Devrim'i seviyordum.

Onun gözlerine gözlerimi diktim.

"Adımın hakkını vermemi istiyorsun değil mi?" Nefes nefese konuşurken nefesi yüzüme çarpıyordu. Gözlerimi birkaç kez kırpıştırdım. Bu kadar kusursuz bir yüze sahip olmak yasal değildi. Onu daha önce de bu kadar yakın bir mesafeden görmüştüm ama o zaman ki ile aynı hissetmiyordum. Dik duruşumdan ödün vermeyerek gözlerimi bir kere uzunca kapatıp açarak ona cevabımı verdim. Benden cevabını alan Devrim, yüzünü daha çok bana yaklaştırdı. "O zaman ilk önce bunu yapmama izin vereceksin." Dudaklarımın tam üzerinde duran dudaklarından geçen kelimelerin anlamlarını unuttuğum dakikalardaydım. Onun dudakları benim dudaklarıma bu kadar yakınken ne düşünmem gerektiğine asla karar veremezdim.

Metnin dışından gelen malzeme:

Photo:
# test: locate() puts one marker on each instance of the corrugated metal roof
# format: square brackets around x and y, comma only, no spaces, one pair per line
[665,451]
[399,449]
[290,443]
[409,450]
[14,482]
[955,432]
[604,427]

Tüm sinirim, öfkem, saldırganlığım gitmişti.

Devrim'in dediği gibi aklım gitmişti.

Dudaklarını dudaklarıma hafifçe bastırdığında gözlerimi kapatmaktan kendimi alamadım. Dudaklarını asla açmayarak sadece dudaklarıma bastırdı. Tepkimi ölçmek için geri çekildiğinde mavi gözlerinin etrafı kızarmıştı, gözleri parlıyordu. Ağlamazdı değil mi? Öpüşmenin verdiği haz ile göz bebekleri büyümüş bana öylece bakıyordu. İstekle bedenimi onun bedenine bastırdım.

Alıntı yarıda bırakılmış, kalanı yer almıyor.